One dream gives birth to another
Dlamini also told learners that they are not restricted in having one dream, detailing how a need to reinvent herself led to her obtaining her MBA in 1999 and her Doctorate in Business in 2014 and using Corporate Finance as a stepping stone to a business and investment career.
“The biggest investment we have in our future is people and there is no bigger asset than that,” she told learners. She also highlighted the current issues children in South Africa are faced with and encouraged learners to not give up hope, despite the adversity they are faced with every day: “Children are under siege. People who survive don’t lose hope. You have to ask ‘What can I do to ensure that nothing affects me negatively?’”
Dlamini said that some of life’s biggest lessons come not only from success but also from failure and challenges. “You are not defined by failure but by how you rise from failure.

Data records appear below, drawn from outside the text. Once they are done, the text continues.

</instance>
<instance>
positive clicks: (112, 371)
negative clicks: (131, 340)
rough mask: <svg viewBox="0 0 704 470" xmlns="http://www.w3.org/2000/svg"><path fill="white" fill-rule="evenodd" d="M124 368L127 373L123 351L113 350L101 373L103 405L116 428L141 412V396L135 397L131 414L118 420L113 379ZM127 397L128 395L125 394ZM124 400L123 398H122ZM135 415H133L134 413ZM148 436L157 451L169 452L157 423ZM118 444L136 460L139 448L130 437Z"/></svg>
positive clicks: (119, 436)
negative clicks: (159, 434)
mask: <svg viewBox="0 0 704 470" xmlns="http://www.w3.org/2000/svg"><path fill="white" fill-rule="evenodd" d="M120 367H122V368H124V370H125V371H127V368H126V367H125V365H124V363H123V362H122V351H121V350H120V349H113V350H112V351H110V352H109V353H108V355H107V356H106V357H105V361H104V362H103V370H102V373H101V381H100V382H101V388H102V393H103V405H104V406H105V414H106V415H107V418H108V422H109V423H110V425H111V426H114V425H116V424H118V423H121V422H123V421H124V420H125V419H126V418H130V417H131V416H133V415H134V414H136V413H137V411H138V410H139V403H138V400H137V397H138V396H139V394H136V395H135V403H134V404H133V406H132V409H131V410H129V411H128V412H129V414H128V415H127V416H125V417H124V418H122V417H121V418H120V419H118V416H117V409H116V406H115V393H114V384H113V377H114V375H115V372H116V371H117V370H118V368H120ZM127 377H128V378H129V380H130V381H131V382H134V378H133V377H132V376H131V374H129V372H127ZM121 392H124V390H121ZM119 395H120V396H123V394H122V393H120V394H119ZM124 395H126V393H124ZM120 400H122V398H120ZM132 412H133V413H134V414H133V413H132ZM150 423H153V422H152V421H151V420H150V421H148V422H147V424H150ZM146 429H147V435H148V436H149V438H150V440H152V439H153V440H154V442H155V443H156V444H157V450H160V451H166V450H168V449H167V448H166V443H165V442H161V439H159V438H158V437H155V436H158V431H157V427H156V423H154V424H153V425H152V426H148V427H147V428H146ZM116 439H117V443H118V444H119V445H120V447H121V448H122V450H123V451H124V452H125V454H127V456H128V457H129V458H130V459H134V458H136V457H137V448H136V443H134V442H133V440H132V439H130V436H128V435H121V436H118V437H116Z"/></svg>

Never despair – every challenge is there to teach you something,” she told attendees.
Dlamini stressed that leadership starts with “leading one’s self, understanding your strengths and weaknesses”. Pointing out that our first experience of leadership starts at home, she stressed the importance of parental leadership, and what she learned from her own parents, namely “hard work and entrepreneurship; unconditional love; resilience; the importance of family and teamwork; mutual respect and integrity”.
On topic of integrity, Dlamini told leaners to never sell their soul and that while may make and lose money, “whatever you do, don’t ever lose a good name!” She embellished on this point by saying that “Living a life of purpose, a life of significance, means giving it your best, being the best you were meant to be and serving for the greater good at any point in your life.”
Dlamini concluded the presentation by telling learners that “We are not perfect and we don’t have to be. However, we can be the best version of ourselves if we strive to be better today than we were yesterday. Let’s reinvent ourselves to stay relevant. Our resilience, hard work and integrity will make us unstoppable!”
Leaners who attended the session left inspired with Shumi Hossain a Grade 11, from Limpopo saying that “The session was motivational in the programme. It filled some gaps and gave me inspiration to do more in the future. It is good to think out of the box and to think intelligently.”